Integrative Biology Graduate Program
Mentor: Mala Mahendroo, Ph.D.
Hometown: Yankton, South Dakota
Awards/Fellowships: 2015 Best Presentation Award: Integrative Biology/ Mechanism of Disease and Translational Sciences Poster Session 2014-2015, Center for Translational Medicine TL1 (Institutional Training Grant) Awardee, 2015-2016 Green Center for Reproductive Biology Sciences Fellowship Awardee
In elementary school, I always enjoyed science classes, and especially learning about space. It wasn’t until high school and a very specific conversation I had with my dad that I realized I wanted to be a scientist. And it really was structured research that I wanted to do. Using the scientific method, working with a team, and working to solve a clinically relevant problem were my main needs in a career. As like most, “making a difference” and “helping people” were at the forefront of my mind.

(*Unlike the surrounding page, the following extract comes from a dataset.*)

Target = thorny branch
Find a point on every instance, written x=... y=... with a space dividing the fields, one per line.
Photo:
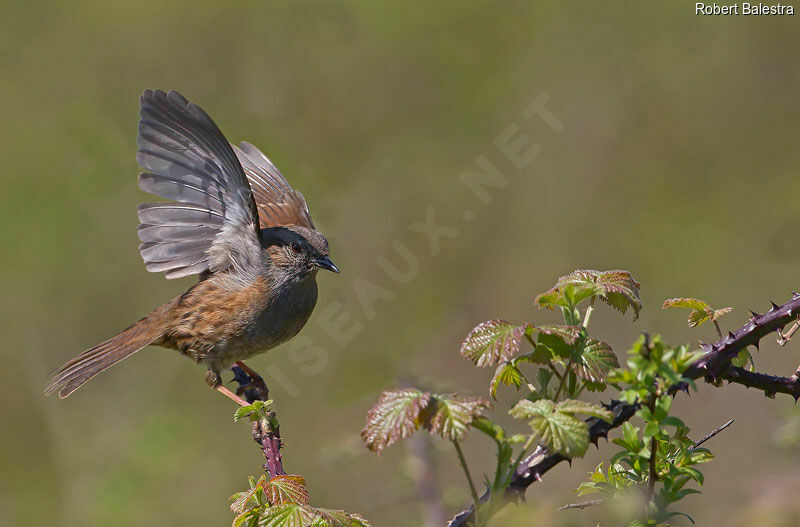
x=713 y=366
x=268 y=436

Because I knew I was interested in clinically relevant research, the fact that UT Southwestern was a medical center was a huge draw. I appreciated the fact that I wouldn’t be required to fulfill teaching assistant duties. After visiting the campus during interview weekend and recognizing a similar welcoming, collaborative spirit I had been shown my entire life, I knew I could find a graduate home here.

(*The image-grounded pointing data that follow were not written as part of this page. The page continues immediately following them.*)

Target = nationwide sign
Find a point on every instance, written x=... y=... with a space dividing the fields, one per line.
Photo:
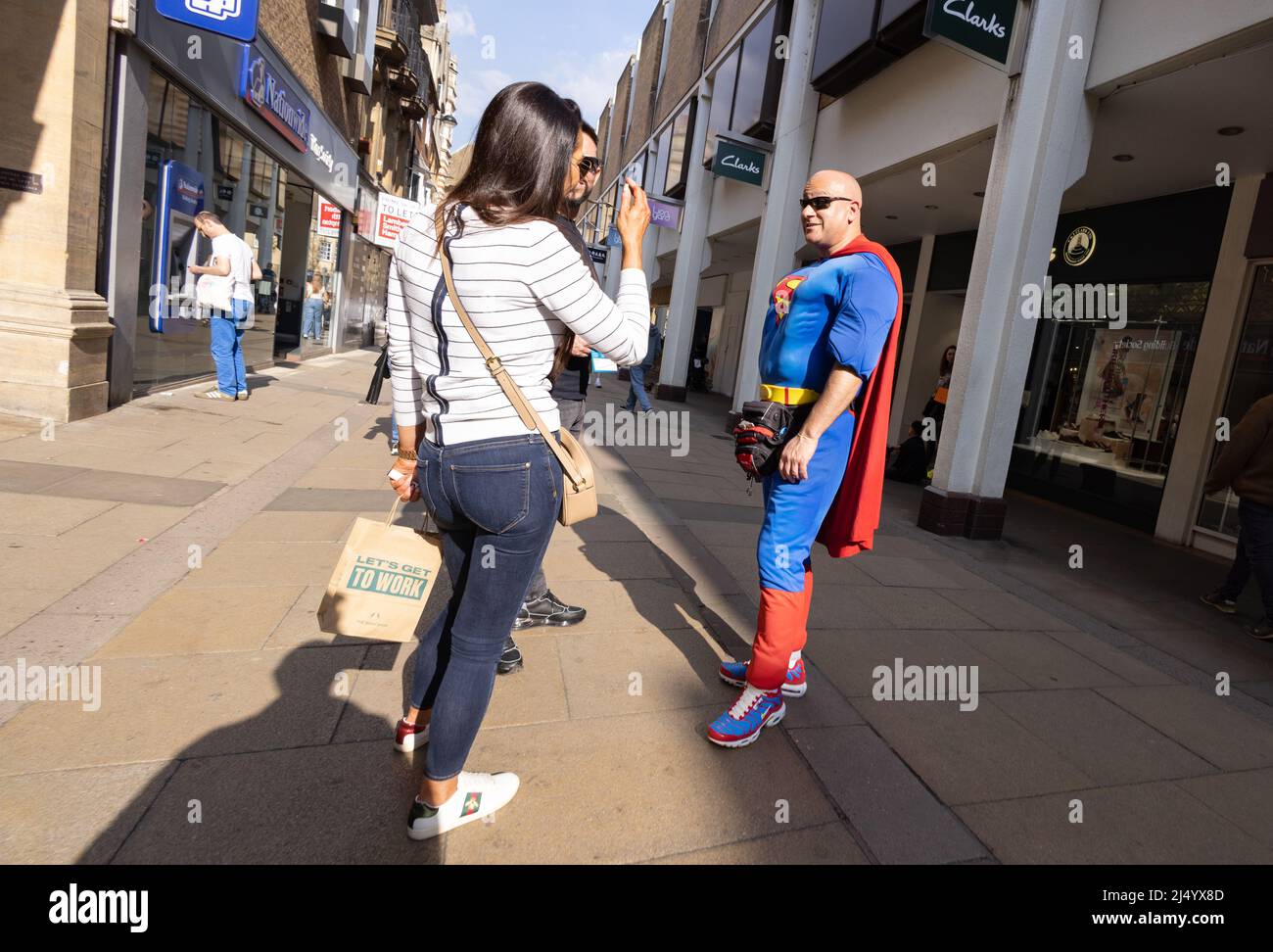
x=979 y=28
x=738 y=162
x=270 y=96
x=230 y=18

“Joining the Integrative Biology program affords students a perfect amount of flexibility in terms of elective course work to complete and labs to join.”
My thesis project is to define the molecular mechanisms of infection-mediated preterm cervical ripening. In other words, I am working to identify how the cervix of a pregnant woman responds to infection and prematurely ripens, leading to a preterm delivery. If we can better understand these premature changes caused by infection, we can better detect and design therapies to prevent preterm birth.
I think it's the diversity in students, faculty, and research projects that brings much strength to the integrative biology program. The broad training in human body systems and diseases combined with classes outlining the current biological tools used by faculty throughout the university is an important foundation for our thesis work.